Third round of Joint Area Reviews (JARs)
The third round of Joint Area Reviews (JARs) have again revealed an encouraging number of positive references to the role of youth services. JARs examine how far children and young people in a local authority are achieving the Every Child Matters outcomes – are healthy, safe, enjoy and achieve, make a positive contribution and are well prepared to secure economic wellbeing. They cover all education and social services directly managed or commissioned by a local authority, as well as health and youth justice services provided by partner agencies.
Four more reports have been published which show that youth services are contributing to meeting all five outcomes, but particularly to helping young people to make a positive contribution.
Also of interest...
Youth services’ contribution to partnership work is more difficult to detect. However, scrutiny of accompanying youth service inspection reports reveals instances where youth services are involved in multi-agency work highlighted in the JARs. The reports also indicate the difficulties of categorising work under single ECM outcomes, since similar activities are identified under different outcomes.
Being healthy
Unlike the second round, this round identifies relatively few JARs with a prominent youth service role in promoting health. However, in Bristol drugs-related projects are carried out in each youth centre and the youth service also runs projects that complement sex and relationships education delivered in schools.
Staying safe
As in previous rounds, there is little specific reference to youth services’ contribution to this outcome. However, the report on Trafford states that the youth service does provide children and young people with information about key risks and how to deal with them.
Enjoying and achieving
Youth services and youth workers contribute to this outcome, particularly in the area of youth service provision for vulnerable groups of young people. In Bristol, the youth service is described as providing ‘a good range of targeted programmes for vulnerable groups, including young people who have been excluded from school’. The youth service also supports ‘some good opportunities for children and young people with learning difficulties and/or disabilities to be involved in leisure and recreational activities’.

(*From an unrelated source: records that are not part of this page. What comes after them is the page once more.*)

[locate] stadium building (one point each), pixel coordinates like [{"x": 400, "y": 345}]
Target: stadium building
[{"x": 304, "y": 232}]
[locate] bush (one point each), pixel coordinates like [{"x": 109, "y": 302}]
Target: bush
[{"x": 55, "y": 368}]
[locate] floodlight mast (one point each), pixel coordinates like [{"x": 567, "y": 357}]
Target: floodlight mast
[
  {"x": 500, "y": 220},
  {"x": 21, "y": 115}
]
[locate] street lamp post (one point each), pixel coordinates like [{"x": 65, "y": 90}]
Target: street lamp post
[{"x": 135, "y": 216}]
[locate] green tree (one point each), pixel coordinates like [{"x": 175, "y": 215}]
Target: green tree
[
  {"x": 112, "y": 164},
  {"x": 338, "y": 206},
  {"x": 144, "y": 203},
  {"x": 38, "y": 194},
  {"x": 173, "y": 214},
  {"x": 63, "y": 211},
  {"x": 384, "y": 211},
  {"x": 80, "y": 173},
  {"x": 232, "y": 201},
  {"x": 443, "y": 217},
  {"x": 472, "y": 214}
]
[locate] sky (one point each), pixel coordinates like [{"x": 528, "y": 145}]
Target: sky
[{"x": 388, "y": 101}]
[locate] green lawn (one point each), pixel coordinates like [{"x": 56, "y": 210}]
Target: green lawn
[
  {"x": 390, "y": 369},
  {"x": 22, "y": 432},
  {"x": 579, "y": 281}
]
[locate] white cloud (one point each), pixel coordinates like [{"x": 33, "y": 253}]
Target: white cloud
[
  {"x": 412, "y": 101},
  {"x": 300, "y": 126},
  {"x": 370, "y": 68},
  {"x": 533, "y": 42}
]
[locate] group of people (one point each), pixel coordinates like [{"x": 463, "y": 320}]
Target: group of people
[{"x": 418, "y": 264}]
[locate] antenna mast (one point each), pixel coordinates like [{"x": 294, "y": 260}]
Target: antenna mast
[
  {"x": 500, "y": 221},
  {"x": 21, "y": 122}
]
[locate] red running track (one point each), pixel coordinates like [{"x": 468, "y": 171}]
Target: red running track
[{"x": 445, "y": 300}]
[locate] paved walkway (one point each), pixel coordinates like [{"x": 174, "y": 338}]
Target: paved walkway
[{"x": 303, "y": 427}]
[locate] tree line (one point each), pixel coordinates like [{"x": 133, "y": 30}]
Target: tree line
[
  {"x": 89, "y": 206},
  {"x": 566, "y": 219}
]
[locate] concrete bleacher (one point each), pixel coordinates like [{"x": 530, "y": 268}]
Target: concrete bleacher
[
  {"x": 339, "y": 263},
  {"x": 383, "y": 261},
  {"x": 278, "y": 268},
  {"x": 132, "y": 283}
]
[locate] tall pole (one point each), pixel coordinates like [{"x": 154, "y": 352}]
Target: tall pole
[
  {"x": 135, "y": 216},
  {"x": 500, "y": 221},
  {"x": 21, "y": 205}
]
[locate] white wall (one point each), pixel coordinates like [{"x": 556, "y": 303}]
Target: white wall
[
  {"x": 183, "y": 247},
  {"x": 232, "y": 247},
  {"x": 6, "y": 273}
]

Making a positive contribution
Once again this is an area where youth services and youth workers are seen to make a major contribution.
Local democracy
Two reports highlight the role of youth services in engaging young people in decision-making. In Brent, inspections of the youth service and the YOT report on their ‘good work in targeting young people to gather and use their views, ideas and energy and involve them in planning and decisions about their provision’. Young people in Brent are also actively involved in evaluating youth service programmes and are described as ‘robust in their judgements about the quality of provision’. In Trafford, during Local Democracy Week, the youth service supported young people to contribute via a local website to the consultation on the Youth Matters Green paper.
Personal development
The report on Trafford notes that ‘ a wide range of services, particularly schools and the youth service, enable children and young people to develop socially and emotionally’.
Anti-social behaviour
In Brent, the youth service is involved in a multi-agency approach to reduce anti-social behaviour, which is described as ‘having a positive impact on the range of activities available to prevent young people at risk of offending becoming offenders and in re-engaging them successfully in education programmes’. The report on Trafford highlights a prevention project that has been established in three targeted hotspots to provide street-based youth work at weekends to young people at risk of offending in the borough.
Supporting vulnerable young people
Brent youth service is supporting vulnerable young people by enabling young people with learning difficulties and/or disabilities to make a positive contribution to consultation events through the Youth Forum. Youth workers in Trafford are described as providing ‘effective support’ along with Connexions personal advisers, to vulnerable young people and the Davyhulme youth centre in Trafford runs a successful integrated programme for young people with disabilities which has been ‘identified as the basis for further borough-wide developments’.
Achieving economic wellbeing
Youth services’ contribution to this outcome is most evident in helping to assist young people back into education, employment or training. In Trafford, ‘effective action has been taken by the Connexions service and its partners to reduce the proportion of young people who are not in education, training or employment’. The report on Brent states that personal advisers, including youth workers, are supporting vulnerable young people, particularly young parents, to assist them back into education, employment or training.